In response to:

The Little Foxes Revived from the December 21, 1967 issue

To the Editors:

Oh Lord. Elizabeth Hardwick’s sated piece about Lillian Hellman’s plays. Preserve us all, when friendship tires like this.

Miss Hardwick is an old friend of Miss Hellman. (Miss Hellman is also a loved friend of mine. So is Mike Nichols, who directed the revival of her play The Little Foxes.) Our benighted intelligentsia has always behaved as though retaining any regard in print for such things, let alone mentioning them, were some sort of poor taste in priorities. It is supposed to be paltry to let fleeting private life get in the way of the timeless jackboot as it takes a swipe at your old mate’s face. Why? If a critic happens not to respect the work of someone he is fond of, what’s against shutting up?

There are a lot of things that puzzle me about Miss Hardwick’s piece. Most of all, I am baffled that she should complain about plays “that are addressed as much to the author’s conscience as to that of the audience.” Self-addressal is the poetic core of every good play I know, even Brecht’s. Directing yourself to the customer is whoring in the doorway. And Miss Hardwick’s doubts about the intelligence, energy, uncommercial motives, and radical fortitude of Lillian Hellman’s work make no sense whatever in the light of Miss Hellman’s life. They are also a dumbfounding judgment from someone who has chosen her company. I don’t see, for the life of me, how the fact of intimate alliance can be ignored in writing about someone’s work, let alone what obliges one to. Perhaps it is this—the effort to forget what can’t be forgotten and to disparage private knowledge that won’t be put by—that gives Miss Hardwick’s attack its undertone of eerie irresolution. All the same, it is hideous to read.

I suppose there might be something comic, given that we were all dead, about the inhumane acts of perfidy committed in print every week of the year by the Free World’s humanist intellectuals, who are often emotionally ruled by rivalry in the midst of their notional fret with capitalist competitiveness. The lewd assassination-compacts and exhibition betrayals of literary elites—worlds that can be quite as loutish as big-business when profit at the expense of another excites their old carcasses into action—can seem farcical as long as you are in a robust mood. At other moments they can make you wish to slide quietly out of metropolitan life for good to live in loyalty with an Eskimo and a cat. I know that bookish bitching has gone on for centuries, that it is worse in Europe than in America, and that some English poet three hundred years ago this very day was probably eating lark pie with an old all and then knifing him in the back in a broadsheet.
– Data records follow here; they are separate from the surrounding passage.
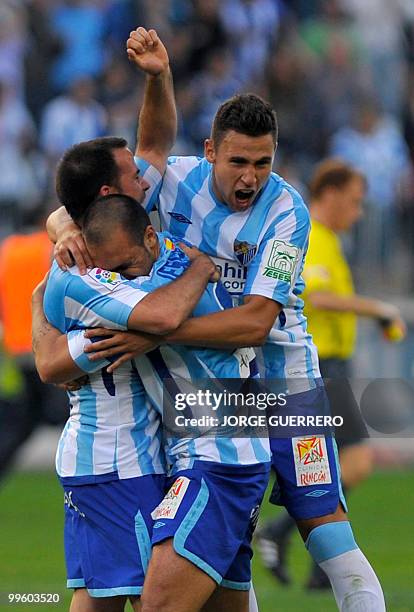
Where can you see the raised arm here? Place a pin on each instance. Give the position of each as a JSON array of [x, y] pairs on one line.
[[53, 361], [246, 325], [166, 308], [157, 125]]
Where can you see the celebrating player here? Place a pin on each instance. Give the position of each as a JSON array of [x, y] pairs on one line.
[[234, 208], [218, 482]]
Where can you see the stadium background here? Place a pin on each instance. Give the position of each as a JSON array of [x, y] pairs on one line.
[[340, 74]]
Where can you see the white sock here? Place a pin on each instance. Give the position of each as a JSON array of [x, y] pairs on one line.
[[354, 583], [253, 607]]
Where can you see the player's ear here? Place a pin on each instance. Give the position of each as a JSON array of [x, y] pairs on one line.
[[150, 237], [209, 150], [105, 190]]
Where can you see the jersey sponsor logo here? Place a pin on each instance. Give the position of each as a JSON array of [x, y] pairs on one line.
[[282, 261], [107, 278], [311, 461], [176, 263], [233, 275], [180, 218], [254, 517], [169, 244], [168, 508], [244, 251], [246, 358], [68, 501], [317, 493]]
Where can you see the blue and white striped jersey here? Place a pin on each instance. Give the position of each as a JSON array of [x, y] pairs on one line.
[[260, 252], [112, 431], [186, 365]]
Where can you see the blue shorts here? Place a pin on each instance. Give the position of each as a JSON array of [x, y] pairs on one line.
[[307, 467], [108, 529], [211, 513]]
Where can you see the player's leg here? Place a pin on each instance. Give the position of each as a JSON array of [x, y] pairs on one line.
[[324, 526], [174, 584], [135, 603], [200, 527], [83, 602], [230, 600], [330, 541], [108, 528], [273, 540], [356, 463], [308, 484]]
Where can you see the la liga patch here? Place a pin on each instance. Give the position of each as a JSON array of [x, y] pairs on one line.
[[311, 461], [107, 278]]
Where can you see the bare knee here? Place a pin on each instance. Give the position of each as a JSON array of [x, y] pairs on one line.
[[356, 463], [305, 526]]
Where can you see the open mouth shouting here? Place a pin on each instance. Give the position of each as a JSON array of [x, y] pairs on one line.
[[244, 197]]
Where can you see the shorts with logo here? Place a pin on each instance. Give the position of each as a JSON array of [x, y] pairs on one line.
[[211, 511], [108, 529], [306, 465]]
I also realize that it is unsophisticated to find the intrigues more than mildly titillating. Mostly it makes me feel sick, the spectacle of clever, troubled, glutted men and women giving the names of people for whom they care to their own staleness with other ills. We stagger through life with the help of our friends, receive confidences, repose trust, behave mortally, and then turn into steel-clad men of ideas and rat on one another in some tone of grieved duty in the pretense that private commitment never occurred. Friendship is long and hard to obtain. The guise of sonorous remoteness that writers sometimes use to betray it in print is a board chairman’s emotion, and it comes cheap.

Penelope Gilliatt

New York City

Elizabeth Hardwick replies:

I have never met Penelope Gilliatt, nor have I ever spoken to her. She has no knowledge of my private feelings about anything, and no knowledge of my circle of friends. Perhaps one so self-congratulatory as she is in this letter can properly speak only of her own loved ones. The drama in question here is the one being performed in a New York theater, and not some imaginary, personal drama between Lillian Hellman and me, of which I know nothing.
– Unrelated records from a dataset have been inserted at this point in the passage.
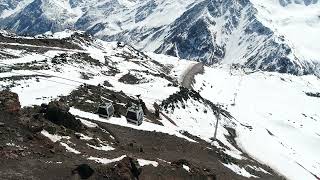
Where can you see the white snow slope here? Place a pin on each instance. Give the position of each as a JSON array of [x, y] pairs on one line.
[[285, 122], [297, 22]]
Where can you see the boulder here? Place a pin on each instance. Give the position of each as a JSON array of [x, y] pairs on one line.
[[84, 171], [58, 113], [126, 169], [9, 102]]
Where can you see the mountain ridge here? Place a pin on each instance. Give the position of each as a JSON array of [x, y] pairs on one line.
[[228, 31]]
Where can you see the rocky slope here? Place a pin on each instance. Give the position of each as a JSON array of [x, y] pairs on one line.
[[49, 127], [247, 32]]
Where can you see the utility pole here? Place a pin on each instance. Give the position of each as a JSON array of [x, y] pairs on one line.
[[218, 118]]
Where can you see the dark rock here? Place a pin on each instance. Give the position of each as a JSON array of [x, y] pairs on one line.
[[84, 171], [126, 169], [9, 102], [58, 113]]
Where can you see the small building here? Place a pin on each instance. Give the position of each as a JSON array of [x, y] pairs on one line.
[[135, 115], [106, 110]]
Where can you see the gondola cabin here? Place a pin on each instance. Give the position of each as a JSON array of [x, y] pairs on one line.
[[106, 110], [135, 115]]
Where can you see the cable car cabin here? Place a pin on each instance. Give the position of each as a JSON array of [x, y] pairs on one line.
[[135, 115], [106, 110]]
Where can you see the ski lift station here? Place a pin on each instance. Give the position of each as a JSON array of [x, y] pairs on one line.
[[106, 110], [135, 115]]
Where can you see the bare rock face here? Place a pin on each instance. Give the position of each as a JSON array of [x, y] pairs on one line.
[[58, 113], [9, 102]]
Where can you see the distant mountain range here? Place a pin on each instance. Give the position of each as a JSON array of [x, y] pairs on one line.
[[274, 35]]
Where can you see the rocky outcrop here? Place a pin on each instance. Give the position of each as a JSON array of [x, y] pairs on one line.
[[9, 102], [126, 169]]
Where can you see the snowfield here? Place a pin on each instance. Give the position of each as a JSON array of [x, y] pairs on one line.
[[297, 22], [285, 121]]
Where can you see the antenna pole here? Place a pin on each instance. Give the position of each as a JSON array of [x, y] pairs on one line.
[[218, 118]]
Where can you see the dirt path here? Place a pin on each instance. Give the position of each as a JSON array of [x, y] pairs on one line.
[[188, 78]]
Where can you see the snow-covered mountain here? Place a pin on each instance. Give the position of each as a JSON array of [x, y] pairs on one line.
[[274, 35], [266, 118]]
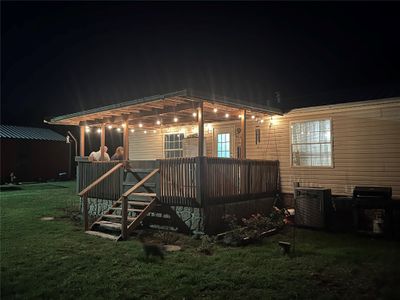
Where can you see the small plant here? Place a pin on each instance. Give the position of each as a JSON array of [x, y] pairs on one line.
[[253, 228], [206, 246], [167, 237]]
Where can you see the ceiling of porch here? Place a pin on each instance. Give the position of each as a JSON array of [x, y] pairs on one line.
[[179, 108]]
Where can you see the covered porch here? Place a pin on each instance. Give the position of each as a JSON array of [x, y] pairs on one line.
[[190, 189]]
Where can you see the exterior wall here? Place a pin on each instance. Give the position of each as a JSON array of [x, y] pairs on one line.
[[151, 145], [366, 146]]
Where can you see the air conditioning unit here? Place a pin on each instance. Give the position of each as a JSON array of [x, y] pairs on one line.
[[312, 206]]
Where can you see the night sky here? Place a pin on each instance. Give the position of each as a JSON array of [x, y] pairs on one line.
[[58, 58]]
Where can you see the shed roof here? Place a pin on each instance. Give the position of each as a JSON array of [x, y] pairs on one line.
[[29, 133]]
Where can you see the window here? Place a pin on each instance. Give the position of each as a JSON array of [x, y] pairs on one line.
[[258, 136], [311, 144], [223, 145], [173, 145]]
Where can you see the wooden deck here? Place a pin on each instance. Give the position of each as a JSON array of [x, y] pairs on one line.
[[193, 181], [198, 190]]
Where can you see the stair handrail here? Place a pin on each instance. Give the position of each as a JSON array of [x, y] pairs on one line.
[[124, 200], [100, 179], [140, 183]]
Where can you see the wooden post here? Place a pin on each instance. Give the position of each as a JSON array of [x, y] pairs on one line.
[[200, 124], [124, 221], [85, 213], [243, 123], [126, 141], [82, 141], [102, 142]]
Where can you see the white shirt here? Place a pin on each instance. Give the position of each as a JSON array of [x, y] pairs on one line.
[[96, 155]]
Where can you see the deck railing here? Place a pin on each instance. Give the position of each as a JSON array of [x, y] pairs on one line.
[[110, 188], [178, 181], [191, 181], [202, 181]]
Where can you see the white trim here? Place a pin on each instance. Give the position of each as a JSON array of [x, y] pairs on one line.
[[291, 145]]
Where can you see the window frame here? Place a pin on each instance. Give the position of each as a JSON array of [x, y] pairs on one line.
[[226, 143], [331, 142], [165, 150]]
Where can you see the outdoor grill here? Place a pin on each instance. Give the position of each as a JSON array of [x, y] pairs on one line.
[[371, 197]]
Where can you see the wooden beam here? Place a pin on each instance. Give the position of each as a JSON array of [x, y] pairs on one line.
[[82, 141], [243, 123], [98, 180], [140, 183], [143, 114], [126, 142], [200, 124], [102, 141]]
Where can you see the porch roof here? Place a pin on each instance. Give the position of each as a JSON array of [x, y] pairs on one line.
[[167, 109]]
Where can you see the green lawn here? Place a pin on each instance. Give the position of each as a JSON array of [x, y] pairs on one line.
[[55, 259]]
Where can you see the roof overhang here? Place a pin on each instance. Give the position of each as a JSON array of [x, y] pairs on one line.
[[165, 109]]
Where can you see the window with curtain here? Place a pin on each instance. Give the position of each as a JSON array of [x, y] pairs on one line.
[[173, 145], [224, 145], [311, 143]]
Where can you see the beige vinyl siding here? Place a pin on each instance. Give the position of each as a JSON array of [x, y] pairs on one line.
[[366, 146], [151, 145], [365, 142]]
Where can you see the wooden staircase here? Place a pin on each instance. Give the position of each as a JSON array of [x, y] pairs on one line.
[[128, 211]]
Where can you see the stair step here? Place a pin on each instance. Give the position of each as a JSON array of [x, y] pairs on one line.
[[108, 224], [138, 203], [140, 170], [145, 194], [103, 235], [147, 184], [130, 219], [129, 209]]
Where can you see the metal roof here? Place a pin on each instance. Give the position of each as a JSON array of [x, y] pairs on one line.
[[189, 95], [29, 133]]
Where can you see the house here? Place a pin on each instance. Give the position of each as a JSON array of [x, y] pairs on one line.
[[32, 154], [199, 157]]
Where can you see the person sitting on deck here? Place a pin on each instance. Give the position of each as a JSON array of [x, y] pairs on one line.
[[119, 154], [96, 156]]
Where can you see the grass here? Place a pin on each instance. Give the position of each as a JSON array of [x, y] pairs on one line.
[[56, 260]]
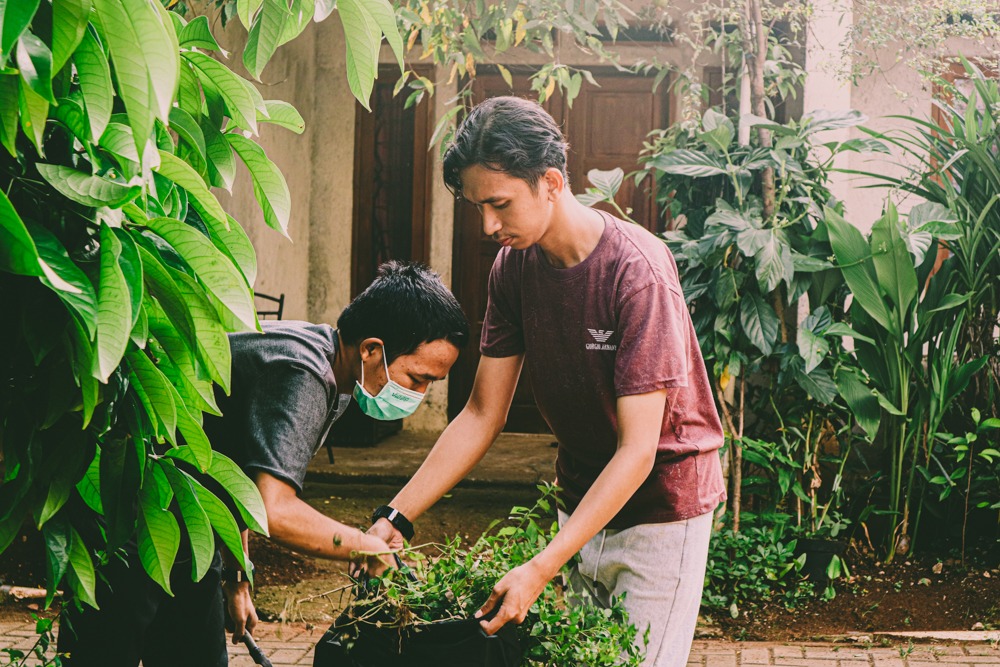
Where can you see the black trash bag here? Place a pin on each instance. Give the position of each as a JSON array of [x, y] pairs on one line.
[[457, 643]]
The Mike Nichols production of The Little Foxes was widely praised; it is a great success. Much more important is the fact that the greatest critic in America, Edmund Wilson, published about it a fascinating and charming private letter to the director, Mike Nichols. This was entirely enthusiastic—and long, too!—and appeared in The New York Review on the very heels of my own piece. On the other hand, I am not alone among critics in having my doubts about Lillian Hellman’s work and this particular example of Mike Nichols’s work as a director. I should have thought simple professionalism would have accepted these differences of opinion.

Perhaps Miss Gilliatt doesn’t yet understand all there is to know about New York and the literary and intellectual world here. When we remember the number of unjustified slams and unwarranted raves, the way convictions sometimes cross uncomfortably, it is astonishing that relations remain as humorous, slap-dash, unparanoiac, and, above all, as pleasantly disorganized as they really are.

For my own part, I cannot imagine not writing about the revival of The Little Foxes. The play, the period, the plays written at the same time, the South in the 1900s, the theater in the Thirties—all of this is enormously interesting to me. Indeed I actually have the thought of writing more about the drama of the Thirties and Forties, and if Lillian Hellman’s work should come into that I would not hesitate to incur the wrath of Penelope Gilliatt by including it. I felt and still feel this work to be an appropriate subject for one who writes about the drama. That some of Lillian Hellman’s friends think otherwise—how can I know what to make of that?